It can't be that. They're my kids. They want to be reminded of those things constantly.
I thought about this beautiful piece of poetry, surely one of the most quoted and long-lasting rhymes ever created and realised I had no idea who was responsible for this work. People may argue over the identity of Shakespeare, but at least his name or pen name is credited. No one has printed up a folio of Milk Milk Lemonade and so its reputation has spread by word of mouth alone. Yet every school child in the country knows it, in full. I can even remember the first time I heard it. So impactful are those words.
How long has it even existed? Presumably not before the invention of lemonade (which surprisingly came into being in the 1660s- Pepys drank it, which means it's possible he also heard the rhyme). Chocolate was in Europe from 1585, so everything was in place by the mid-1600s. Yet no one remembers the person who invented the ditty. Someone made it up, told it to a mate and it spread from there.
If I'd made that up I'd have been furious about the lack of credit. Presumably at some point someone quoted it back to them and they said, "Oh I made that up" and they were disbelieved, with whatever that day's version of Jimmy Hill might have been (again the inventor of that remains unknown).
If I'd come up with Milk Milk Lemonade I'd have insisted on people reciting my name at the end, but would people have done it. They'd have got their laugh and wondrous awe and pretended that the joke was theirs.

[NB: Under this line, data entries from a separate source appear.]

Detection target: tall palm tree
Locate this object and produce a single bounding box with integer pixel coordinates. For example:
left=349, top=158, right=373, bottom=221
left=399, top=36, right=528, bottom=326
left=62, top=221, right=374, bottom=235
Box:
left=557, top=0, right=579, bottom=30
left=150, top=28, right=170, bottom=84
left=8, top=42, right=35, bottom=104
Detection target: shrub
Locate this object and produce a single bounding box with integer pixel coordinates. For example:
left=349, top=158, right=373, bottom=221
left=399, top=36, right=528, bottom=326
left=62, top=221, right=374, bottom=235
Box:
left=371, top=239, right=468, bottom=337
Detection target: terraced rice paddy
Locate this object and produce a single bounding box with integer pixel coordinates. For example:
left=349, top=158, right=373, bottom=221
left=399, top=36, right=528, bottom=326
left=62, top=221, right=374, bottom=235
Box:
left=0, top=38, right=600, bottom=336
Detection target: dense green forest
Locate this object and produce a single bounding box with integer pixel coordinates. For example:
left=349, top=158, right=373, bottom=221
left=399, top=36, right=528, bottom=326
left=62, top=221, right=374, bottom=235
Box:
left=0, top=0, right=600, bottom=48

Also I'd have been very annoyed if I'd come up with the original if I heard someone quoting the alternate line "Round the corner, fudge is made." If your faeces resembles fudge then you should see a doctor. It's totally the wrong consistency and colour. You might think it's not very like chocolate either, but that is the confection that it most resembles in colour and there are multiple consistencies for chocolate, just like faeces.
How dare someone try to improve on perfection and fail so spectacularly?
But really I mourn the fact the creator of the work goes uncredited. Maybe it's enough that the work survives. After all, does it matter who Shakespeare actually was, now that he no longer exists? Even if he had a different name, the work can be named Shakespearian. He isn't around to take the plaudits. When Milk, Milk, Lemonade (as we might call them) died, they could at least think to themselves, I achieved something. Something of me lives on.
Though I wonder if they regretted having breasts producing milk, which of course they actually do, rather than suggesting some creamy confection in its place.
I don't want to be like the fudge guy, but maybe it should be
Ice cream, Ice cream, lemonade, round the corner chocolate's made.
Or at least Milk shake milk shake...
Please make sure you mention my name if you quote my versions.